1. createEnforceRateLimit (user-based daily limit)

  • Checks getUserUsage() from DB against tier's daily limit
  • Free: limited (DB-configured), Pro: unlimited (-1)
  • Sets X-RateLimit-Limit, X-RateLimit-Remaining, X-RateLimit-Reset, Retry-After headers
  • Throws TOO_MANY_REQUESTS with upgrade message on breach

2. createEnforcePublicRateLimit (IP-based, unauthenticated endpoints)

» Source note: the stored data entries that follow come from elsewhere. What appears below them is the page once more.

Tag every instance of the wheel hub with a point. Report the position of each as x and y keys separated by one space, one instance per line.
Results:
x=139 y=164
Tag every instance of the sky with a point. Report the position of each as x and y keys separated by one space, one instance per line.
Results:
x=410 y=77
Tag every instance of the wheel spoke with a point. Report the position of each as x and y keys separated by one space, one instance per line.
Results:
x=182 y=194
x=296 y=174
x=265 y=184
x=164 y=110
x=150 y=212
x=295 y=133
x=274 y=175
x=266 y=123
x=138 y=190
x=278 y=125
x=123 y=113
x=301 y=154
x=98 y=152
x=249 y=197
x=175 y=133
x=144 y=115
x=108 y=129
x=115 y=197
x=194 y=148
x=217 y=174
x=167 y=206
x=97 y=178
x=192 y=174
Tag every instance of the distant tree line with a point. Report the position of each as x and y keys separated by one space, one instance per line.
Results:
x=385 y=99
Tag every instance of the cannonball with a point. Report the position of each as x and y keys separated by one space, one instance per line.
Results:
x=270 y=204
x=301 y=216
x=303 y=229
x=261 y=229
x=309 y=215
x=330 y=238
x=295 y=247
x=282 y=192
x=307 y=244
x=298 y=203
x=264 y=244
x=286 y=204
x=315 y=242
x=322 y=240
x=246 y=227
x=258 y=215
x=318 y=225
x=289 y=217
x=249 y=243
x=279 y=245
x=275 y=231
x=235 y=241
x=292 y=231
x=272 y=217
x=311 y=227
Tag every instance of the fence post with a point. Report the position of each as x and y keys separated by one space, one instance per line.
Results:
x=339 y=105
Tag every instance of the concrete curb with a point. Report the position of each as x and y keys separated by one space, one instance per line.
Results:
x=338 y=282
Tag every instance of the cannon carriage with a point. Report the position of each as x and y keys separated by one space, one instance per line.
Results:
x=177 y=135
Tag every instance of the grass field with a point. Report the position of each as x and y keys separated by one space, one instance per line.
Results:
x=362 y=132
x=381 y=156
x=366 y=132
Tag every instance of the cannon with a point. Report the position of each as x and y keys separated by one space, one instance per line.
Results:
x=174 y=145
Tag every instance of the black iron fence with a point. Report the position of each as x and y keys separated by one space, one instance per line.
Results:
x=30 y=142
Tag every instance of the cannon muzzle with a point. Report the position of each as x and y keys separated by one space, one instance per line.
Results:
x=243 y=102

  • Default: 10 requests per 15 minutes per IP
  • In-memory Map store, cleaned every 5 minutes
  • Test bypass confirmed: checks ctx.req.headers["x-pg-test-key"] against process.env.PG_TEST_SECRET
  • Throws TOO_MANY_REQUESTS with retry seconds on breach

3. createEnforceUserAwareRateLimit (tiered, high-volume search endpoints)

  • Free: 50 req / 15 min
  • Pro: 500 req / 15 min
  • Enterprise: 2000 req / 15 min
  • Falls back to IP-based for unauthenticated requests
  • Same in-memory store pattern with 5-minute cleanup

Test Bypass Verification

The bypass header X-PG-Test-Key is checked in createEnforcePublicRateLimit only:

const testSecret = ctx.req.headers["x-pg-test-key"]?.toString();
if (testSecret && testSecret === process.env.PG_TEST_SECRET) {
  return next();
}

The bypass is NOT implemented in createEnforceUserAwareRateLimit or createEnforceRateLimit. If E2E tests hit authenticated endpoints, they will hit the rate limit.

Caveats

  • In-memory store only — rate limits are per-process and do not survive restarts. Multi-process/multi-instance deployments will not share state. If server is load-balanced, limits are effectively multiplied by instance count.
  • No Redis or distributed backing store.

Recommendations

High Priority

  1. Clarify tab layout — Spec says "Protocols" and "Clinical Tools" only. Current: 4 tabs. Decide if Settings/Profile get collapsed into a header icon or if spec has changed.
  2. Fix 7 unmapped iconsbell, envelope.fill, ellipsis.message.fill, checkmark.shield.fill, exclamationmark.bubble.fill, building.fill, arrow.right.square all fall back to help-outline on Android/web. Quick fix: add entries to the MAPPING object.
  3. Track down "pink blob" — Not in onboarding.tsx. Check app/index.tsx, app/login.tsx, splash screen, and any welcome illustration components.

Medium Priority

  1. Notifications in Settings — Row is present but taps do nothing. Either wire up expo-notifications permissions + preferences, or remove the row until it's ready.
  2. Rate limit test bypass coverage — Add the X-PG-Test-Key bypass to createEnforceUserAwareRateLimit and createEnforceRateLimit so E2E tests can hit authenticated endpoints without hitting daily limits.
  3. Admin email hardcode — Replace user.email === 'tanner@thefiredev.com' with a proper role === 'admin' claim from the auth context. Security risk if email changes.

Low Priority

  1. Distributed rate limiting — In-memory store is fine for single-instance. If server ever scales horizontally, add Redis backing for publicRateLimitStore and userRateLimitStore.
  2. Agency change from Settings — Users currently can't change their state/agency after onboarding without re-installing or a developer workaround.
  3. Rename "Home" tab to "Protocols" — If Home = Protocols, update the label in both _layout.tsx and GlassTabBar.tsx TAB_CONFIG.